Flexibility-driven distributed coordination for low-carbon operation of active distribution networks with multi-park integrated energy systems

Park-level integrated energy systems (P-IESs) host substantial dispatchable demand-side resources, serving as a crucial source of operational flexibility for the active distribution network (ADN) to facilitate the deep integration of high-penetration renewable energy. However, this capability is constrained by dual barriers: the lack of frameworks and incentives to value flexibility, along with inherent physical network constraints that restrict coordination, which jointly erode system economy and renewable hosting capacity. To address these challenges, this paper develops a demand-side flexibility-driven distributed coordination framework aimed at enabling the low-carbon operation of an ADN with multiple P-IESs. First, a three-stage market-oriented mechanism is designed, integrating pre-dispatch, flexibility assessment, and dynamic pricing to quantify and valorize the underutilized flexibility within P-IESs. Second, a hybrid-switch coordinated reconfiguration strategy is developed to overcome the topological rigidities of the ADN by synergistically controlling energy storage-embedded soft open points with traditional tie switches for dynamic grid reconfiguration.
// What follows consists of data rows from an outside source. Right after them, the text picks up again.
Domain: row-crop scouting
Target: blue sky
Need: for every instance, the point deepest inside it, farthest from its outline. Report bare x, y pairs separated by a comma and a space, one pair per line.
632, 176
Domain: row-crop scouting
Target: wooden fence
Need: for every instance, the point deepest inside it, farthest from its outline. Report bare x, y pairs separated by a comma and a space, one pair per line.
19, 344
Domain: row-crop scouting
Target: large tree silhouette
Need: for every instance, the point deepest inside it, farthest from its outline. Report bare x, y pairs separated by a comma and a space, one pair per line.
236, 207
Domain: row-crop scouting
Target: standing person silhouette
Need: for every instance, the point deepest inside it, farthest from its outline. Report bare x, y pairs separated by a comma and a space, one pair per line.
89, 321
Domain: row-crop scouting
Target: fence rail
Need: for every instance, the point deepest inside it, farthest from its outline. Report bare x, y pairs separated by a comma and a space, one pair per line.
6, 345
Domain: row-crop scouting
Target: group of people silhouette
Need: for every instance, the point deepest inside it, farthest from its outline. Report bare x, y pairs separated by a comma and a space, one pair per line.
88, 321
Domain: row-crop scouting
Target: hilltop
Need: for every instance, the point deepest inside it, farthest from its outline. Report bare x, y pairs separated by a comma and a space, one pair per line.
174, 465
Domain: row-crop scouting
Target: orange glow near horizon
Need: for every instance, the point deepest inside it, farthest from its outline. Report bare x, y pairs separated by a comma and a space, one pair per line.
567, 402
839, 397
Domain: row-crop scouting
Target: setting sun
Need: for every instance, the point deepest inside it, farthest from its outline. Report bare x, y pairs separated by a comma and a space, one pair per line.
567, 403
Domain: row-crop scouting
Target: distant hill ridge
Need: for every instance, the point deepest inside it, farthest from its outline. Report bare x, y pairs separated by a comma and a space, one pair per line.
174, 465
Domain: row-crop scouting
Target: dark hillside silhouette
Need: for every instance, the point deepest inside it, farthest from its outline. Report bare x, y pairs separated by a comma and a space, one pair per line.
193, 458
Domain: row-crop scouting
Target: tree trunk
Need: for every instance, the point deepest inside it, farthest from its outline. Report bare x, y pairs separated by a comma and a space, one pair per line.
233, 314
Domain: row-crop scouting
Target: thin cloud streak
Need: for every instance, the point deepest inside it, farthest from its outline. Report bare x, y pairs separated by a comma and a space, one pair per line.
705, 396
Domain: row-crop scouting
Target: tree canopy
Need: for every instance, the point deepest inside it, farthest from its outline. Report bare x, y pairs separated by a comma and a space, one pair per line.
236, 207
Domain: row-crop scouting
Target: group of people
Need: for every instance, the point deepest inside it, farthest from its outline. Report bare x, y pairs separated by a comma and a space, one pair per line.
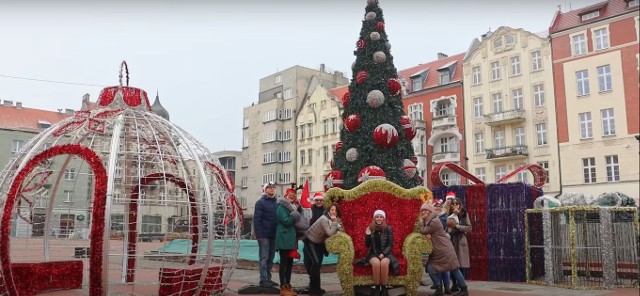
279, 223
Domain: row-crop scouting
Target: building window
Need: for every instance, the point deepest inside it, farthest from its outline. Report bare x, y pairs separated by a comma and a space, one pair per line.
495, 70
608, 122
545, 166
536, 61
499, 139
601, 38
70, 174
415, 111
538, 95
582, 80
481, 174
519, 136
541, 134
16, 145
518, 101
501, 171
604, 78
590, 15
288, 94
515, 65
579, 44
477, 107
445, 77
68, 196
479, 137
589, 169
417, 83
586, 129
613, 168
477, 77
497, 102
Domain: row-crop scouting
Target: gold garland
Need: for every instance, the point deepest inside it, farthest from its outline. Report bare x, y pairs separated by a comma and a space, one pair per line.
336, 194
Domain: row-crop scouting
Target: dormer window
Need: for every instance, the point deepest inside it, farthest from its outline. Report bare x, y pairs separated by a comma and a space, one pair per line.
590, 15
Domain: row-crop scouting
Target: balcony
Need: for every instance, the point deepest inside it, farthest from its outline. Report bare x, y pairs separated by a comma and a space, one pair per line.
449, 156
444, 120
508, 153
505, 117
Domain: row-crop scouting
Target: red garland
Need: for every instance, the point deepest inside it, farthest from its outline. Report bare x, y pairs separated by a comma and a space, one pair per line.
97, 223
401, 216
133, 221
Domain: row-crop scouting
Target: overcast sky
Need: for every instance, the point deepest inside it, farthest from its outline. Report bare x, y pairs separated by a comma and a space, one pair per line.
205, 57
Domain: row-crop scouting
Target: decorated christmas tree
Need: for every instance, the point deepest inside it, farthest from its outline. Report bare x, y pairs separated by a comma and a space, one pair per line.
375, 140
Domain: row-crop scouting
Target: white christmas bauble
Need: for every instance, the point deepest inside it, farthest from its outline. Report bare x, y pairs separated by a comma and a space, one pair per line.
371, 16
375, 98
352, 154
379, 57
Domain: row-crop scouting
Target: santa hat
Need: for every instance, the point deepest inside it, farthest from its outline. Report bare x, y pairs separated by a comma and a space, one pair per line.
290, 190
380, 212
450, 195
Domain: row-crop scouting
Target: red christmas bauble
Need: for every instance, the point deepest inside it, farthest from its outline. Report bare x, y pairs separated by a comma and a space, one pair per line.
408, 127
385, 135
333, 179
345, 99
352, 122
394, 86
338, 147
409, 168
361, 77
371, 172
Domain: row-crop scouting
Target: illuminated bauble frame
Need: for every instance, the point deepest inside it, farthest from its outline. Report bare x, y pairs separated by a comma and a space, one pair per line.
89, 203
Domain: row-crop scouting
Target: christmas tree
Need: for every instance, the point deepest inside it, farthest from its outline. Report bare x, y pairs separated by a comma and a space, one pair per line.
375, 140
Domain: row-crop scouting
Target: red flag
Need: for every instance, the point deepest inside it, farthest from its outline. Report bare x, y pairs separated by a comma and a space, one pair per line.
304, 199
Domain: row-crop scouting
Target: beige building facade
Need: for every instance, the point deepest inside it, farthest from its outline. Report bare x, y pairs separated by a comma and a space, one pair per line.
510, 117
269, 130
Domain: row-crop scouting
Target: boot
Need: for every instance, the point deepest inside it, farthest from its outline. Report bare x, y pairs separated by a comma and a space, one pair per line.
463, 291
438, 292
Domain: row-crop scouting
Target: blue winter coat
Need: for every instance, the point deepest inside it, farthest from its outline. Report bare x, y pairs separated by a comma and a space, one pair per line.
264, 217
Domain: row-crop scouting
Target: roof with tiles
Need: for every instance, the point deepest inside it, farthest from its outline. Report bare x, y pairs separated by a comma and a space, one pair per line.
433, 79
571, 19
28, 119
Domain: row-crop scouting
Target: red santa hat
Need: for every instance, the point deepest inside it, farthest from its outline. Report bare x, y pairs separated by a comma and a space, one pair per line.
450, 195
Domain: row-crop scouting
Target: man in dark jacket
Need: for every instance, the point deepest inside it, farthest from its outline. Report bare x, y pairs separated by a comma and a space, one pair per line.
264, 224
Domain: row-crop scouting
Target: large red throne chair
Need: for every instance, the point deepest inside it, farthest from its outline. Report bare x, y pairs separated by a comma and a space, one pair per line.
402, 207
Finally, an enhanced alternating direction method of multipliers (ADMM) is proposed, featuring a logarithmic adaptive penalty and half-step dual update to deliver superior computational efficiency and solution fidelity. Case studies demonstrate that the proposed framework yields simultaneous reductions in operational cost and carbon emissions while boosting renewable energy penetration, confirming its practical efficacy for low-carbon grid operation.